Mana-i Harfi
Risale-i Nur: İsâr
“İhlası kazanmak ve muhafaza etmek ve manileri def etmek için” Yirmi Birinci Lem’a’da zikredilen altın düsturlardan üçüncüsü, “bütün kuvvetinizi hakta ve ihlasta bilmelisiniz” prensibini ortaya koymaktadır. Burada asıl gücün kemiyette değil, keyfiyette yani-günümüzde sık kullanılan ifade şekli ile-nicelikte değil nitelikte olduğu ifade edilmektedir. “Kalifiye eleman,” “toplam kalite,” “kaliteli hizmet” gibi pek çok terim, günümüzün değer yargıları arasında kalite, nitelik, keyfiyet gibi kavramların önplana çıktığını göstermektedir. “Az fakat öz,” “yüz işçi yerine kalifiye on işçi” gibi bir dizi yaklaşım ekonomide, sanayide, ticarette, turizmde ve pek çok iş alanında öne çıkan düsturlar haline gelmiştir.

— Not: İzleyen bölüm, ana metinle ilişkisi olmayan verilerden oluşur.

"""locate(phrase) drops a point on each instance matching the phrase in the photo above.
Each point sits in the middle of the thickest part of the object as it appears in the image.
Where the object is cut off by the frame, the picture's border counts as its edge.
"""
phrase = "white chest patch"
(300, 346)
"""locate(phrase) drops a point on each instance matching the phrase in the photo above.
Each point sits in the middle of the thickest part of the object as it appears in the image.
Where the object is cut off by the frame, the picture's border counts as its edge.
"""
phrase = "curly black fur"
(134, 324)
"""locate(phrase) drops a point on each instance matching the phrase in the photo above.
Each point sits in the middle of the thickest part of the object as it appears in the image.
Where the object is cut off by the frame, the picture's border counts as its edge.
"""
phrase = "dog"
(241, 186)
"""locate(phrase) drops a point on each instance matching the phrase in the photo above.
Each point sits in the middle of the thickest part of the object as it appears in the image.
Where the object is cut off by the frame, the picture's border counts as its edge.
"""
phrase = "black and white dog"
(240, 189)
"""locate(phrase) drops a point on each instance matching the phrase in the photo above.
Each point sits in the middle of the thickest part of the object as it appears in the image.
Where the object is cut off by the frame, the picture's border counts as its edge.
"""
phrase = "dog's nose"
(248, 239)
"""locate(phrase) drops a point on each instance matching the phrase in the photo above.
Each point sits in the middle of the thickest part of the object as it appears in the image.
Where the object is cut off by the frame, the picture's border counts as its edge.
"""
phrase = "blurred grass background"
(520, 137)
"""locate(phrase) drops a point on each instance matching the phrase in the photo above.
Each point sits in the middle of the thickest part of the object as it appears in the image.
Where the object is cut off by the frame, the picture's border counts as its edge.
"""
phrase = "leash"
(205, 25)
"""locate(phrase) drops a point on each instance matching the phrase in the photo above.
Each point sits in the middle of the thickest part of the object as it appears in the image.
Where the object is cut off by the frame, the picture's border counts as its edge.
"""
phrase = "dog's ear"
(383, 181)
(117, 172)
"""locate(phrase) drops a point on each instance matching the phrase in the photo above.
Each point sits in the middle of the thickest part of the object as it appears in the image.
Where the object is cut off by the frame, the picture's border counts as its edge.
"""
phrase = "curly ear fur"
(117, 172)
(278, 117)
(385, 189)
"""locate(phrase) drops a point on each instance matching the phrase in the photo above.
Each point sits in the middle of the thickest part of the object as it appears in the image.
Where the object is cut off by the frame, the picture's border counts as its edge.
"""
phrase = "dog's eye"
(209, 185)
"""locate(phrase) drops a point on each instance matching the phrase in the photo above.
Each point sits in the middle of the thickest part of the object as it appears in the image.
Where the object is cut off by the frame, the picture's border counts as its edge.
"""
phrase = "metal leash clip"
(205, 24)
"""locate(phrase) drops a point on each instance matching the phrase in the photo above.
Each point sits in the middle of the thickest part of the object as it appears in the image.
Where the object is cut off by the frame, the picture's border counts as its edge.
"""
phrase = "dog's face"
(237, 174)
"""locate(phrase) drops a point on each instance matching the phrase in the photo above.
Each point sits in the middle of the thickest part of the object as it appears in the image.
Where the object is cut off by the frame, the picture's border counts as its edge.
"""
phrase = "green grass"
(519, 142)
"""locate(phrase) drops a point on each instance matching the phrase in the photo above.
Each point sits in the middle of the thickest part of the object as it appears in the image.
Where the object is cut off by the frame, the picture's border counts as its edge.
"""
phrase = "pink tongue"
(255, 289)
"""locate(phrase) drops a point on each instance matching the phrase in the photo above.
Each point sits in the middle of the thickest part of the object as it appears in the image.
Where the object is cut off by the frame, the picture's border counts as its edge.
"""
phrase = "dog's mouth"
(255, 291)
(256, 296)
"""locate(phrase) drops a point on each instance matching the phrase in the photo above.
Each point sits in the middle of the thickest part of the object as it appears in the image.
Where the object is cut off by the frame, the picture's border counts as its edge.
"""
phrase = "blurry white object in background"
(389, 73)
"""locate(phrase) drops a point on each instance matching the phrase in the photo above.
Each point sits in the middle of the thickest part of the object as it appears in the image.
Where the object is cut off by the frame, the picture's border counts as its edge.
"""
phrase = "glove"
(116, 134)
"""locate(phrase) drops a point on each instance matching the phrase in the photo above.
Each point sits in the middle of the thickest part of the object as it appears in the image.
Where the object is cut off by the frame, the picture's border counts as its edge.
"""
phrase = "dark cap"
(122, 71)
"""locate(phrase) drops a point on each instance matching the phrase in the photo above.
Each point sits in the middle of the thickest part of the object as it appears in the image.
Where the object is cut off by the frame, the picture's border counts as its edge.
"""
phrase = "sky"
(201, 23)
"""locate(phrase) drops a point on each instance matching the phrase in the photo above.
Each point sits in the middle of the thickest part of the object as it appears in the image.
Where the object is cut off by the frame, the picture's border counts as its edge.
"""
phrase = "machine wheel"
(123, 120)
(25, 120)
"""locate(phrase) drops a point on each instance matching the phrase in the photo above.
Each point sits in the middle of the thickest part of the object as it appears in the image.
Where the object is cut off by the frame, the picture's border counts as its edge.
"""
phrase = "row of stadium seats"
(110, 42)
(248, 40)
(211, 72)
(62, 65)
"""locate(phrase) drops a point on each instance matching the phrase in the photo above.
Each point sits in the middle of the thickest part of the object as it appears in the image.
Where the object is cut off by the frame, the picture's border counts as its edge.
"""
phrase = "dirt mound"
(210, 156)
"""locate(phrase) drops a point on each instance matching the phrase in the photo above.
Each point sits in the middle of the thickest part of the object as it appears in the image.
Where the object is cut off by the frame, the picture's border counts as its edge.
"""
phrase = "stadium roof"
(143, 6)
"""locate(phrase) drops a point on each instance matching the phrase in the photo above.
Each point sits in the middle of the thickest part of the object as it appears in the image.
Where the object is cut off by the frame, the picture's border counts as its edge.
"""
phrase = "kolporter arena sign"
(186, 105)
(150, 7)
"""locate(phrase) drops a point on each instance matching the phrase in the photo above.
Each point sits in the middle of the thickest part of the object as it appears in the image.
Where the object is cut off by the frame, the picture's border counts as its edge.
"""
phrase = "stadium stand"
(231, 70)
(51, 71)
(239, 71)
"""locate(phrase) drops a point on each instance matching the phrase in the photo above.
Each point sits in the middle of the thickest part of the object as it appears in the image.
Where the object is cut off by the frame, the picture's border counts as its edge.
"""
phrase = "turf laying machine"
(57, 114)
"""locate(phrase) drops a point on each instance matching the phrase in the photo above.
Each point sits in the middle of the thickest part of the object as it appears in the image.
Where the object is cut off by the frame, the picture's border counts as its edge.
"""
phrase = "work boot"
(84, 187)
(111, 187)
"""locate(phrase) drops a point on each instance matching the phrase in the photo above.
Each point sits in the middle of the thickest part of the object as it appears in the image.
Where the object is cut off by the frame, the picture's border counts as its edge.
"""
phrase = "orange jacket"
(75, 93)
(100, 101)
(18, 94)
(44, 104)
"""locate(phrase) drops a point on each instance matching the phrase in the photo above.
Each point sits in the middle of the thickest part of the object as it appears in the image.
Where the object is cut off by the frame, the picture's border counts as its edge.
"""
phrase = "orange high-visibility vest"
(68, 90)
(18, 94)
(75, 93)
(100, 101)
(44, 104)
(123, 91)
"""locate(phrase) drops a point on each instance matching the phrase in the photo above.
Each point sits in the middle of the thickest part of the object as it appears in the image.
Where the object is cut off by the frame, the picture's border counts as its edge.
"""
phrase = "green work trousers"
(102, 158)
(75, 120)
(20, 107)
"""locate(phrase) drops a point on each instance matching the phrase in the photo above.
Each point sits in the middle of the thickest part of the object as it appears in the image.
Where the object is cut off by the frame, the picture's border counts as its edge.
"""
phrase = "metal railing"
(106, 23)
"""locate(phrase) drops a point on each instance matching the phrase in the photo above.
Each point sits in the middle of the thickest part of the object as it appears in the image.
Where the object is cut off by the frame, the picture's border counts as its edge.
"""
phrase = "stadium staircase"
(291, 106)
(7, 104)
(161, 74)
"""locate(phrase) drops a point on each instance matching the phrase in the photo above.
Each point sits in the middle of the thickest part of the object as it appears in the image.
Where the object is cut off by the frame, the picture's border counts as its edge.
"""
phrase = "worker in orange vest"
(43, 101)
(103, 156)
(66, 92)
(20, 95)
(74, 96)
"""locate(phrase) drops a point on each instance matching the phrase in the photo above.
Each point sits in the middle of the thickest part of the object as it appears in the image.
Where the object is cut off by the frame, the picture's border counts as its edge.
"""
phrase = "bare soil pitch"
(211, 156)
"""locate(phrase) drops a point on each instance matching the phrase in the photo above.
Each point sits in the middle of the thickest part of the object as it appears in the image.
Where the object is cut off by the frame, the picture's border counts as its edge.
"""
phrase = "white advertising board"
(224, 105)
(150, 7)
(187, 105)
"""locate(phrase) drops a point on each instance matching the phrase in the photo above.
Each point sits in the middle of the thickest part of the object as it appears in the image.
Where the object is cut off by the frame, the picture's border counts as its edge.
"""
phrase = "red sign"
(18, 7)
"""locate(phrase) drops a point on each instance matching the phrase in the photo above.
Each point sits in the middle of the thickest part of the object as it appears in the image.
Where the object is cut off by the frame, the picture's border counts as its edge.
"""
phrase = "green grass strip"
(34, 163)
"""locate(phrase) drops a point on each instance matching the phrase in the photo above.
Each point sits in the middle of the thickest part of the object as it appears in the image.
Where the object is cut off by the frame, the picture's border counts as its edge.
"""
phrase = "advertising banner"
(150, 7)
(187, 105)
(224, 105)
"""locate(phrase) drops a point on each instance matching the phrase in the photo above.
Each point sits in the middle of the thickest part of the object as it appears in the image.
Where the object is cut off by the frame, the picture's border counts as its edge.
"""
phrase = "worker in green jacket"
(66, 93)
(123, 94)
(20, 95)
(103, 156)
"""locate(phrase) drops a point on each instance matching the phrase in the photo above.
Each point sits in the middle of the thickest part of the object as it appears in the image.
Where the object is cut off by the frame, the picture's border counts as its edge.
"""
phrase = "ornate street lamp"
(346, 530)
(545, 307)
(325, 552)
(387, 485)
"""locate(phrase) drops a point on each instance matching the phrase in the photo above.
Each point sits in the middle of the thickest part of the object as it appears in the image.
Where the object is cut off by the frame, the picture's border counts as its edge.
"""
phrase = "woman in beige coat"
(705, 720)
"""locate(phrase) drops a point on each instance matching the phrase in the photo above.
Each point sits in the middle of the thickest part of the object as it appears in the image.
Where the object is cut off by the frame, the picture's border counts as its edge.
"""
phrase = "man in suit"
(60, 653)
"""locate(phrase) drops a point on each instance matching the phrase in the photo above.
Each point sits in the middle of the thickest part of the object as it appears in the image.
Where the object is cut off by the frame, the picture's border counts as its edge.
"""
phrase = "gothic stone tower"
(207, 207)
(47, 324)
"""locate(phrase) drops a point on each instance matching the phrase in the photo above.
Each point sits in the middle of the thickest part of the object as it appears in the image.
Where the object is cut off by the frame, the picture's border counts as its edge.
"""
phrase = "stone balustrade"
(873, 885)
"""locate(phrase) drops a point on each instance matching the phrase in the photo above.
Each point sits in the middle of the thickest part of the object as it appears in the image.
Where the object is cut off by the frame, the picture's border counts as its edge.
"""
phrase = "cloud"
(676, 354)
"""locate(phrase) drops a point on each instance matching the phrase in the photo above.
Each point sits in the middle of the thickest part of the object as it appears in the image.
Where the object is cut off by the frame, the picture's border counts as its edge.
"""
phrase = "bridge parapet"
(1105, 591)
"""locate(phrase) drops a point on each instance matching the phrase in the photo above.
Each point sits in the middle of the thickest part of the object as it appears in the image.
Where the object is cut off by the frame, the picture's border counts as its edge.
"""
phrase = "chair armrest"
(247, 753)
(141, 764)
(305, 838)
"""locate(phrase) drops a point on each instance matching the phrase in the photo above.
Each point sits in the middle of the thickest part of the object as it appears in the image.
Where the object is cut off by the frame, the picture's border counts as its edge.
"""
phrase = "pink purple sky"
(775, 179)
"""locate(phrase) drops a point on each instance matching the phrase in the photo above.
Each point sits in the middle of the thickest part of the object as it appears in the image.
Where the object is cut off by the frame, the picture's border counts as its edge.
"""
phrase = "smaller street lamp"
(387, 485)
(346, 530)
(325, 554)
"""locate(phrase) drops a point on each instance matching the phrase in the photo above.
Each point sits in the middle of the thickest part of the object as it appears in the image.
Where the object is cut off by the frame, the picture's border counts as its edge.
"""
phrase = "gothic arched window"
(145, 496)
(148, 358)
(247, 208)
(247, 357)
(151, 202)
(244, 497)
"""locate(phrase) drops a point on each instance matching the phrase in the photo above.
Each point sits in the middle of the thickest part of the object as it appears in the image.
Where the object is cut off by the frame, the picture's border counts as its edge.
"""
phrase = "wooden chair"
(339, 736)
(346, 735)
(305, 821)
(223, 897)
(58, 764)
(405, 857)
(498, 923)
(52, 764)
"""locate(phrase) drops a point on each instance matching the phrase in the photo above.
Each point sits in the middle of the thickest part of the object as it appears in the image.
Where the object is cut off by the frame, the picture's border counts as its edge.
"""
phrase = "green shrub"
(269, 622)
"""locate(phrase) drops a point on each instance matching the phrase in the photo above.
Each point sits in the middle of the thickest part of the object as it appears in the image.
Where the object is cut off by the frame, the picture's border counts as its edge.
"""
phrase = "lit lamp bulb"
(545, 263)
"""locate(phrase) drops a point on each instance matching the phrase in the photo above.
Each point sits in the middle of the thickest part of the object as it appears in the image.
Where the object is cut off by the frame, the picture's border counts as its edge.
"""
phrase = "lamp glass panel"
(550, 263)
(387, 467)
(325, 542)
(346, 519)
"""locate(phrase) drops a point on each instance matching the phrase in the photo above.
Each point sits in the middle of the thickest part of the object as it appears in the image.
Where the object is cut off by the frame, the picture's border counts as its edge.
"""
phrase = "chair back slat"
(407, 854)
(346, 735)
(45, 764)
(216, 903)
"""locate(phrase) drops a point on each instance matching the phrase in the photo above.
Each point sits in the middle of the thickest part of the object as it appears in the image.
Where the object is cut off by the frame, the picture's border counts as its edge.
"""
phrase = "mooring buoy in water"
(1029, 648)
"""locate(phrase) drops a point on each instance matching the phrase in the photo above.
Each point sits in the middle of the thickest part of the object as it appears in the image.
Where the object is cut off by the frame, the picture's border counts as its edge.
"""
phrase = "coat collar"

Niteliği oluşturan temel faktör ise ihlastır. Yani yapılan işe başka bir maksat karıştırmadan, başka duygu ve çıkarlara alet etmeden sırf işin hakkı ile yapılması için gayret sarfetmek. Mesela, “müşteri memnuniyeti”ni esas tutmak, insanları “yolunacak kaz” olarak görmeyip, hizmete layık, memnun edilmesi gereken fertler olarak algılamak ticaretteki ihlasın bir örneğidir ve çoğunlukla kaliteyi beraberinde getirir. Günlük yaşantıdaki basit alış-veriş ilişkilerinde bile samimiyet ve fedakarlık güzel sonuçları doğurmaktadır. Manevi hizmetlerde, ahireti gözeten işlerde ise daha büyük önem kazanmaktadır.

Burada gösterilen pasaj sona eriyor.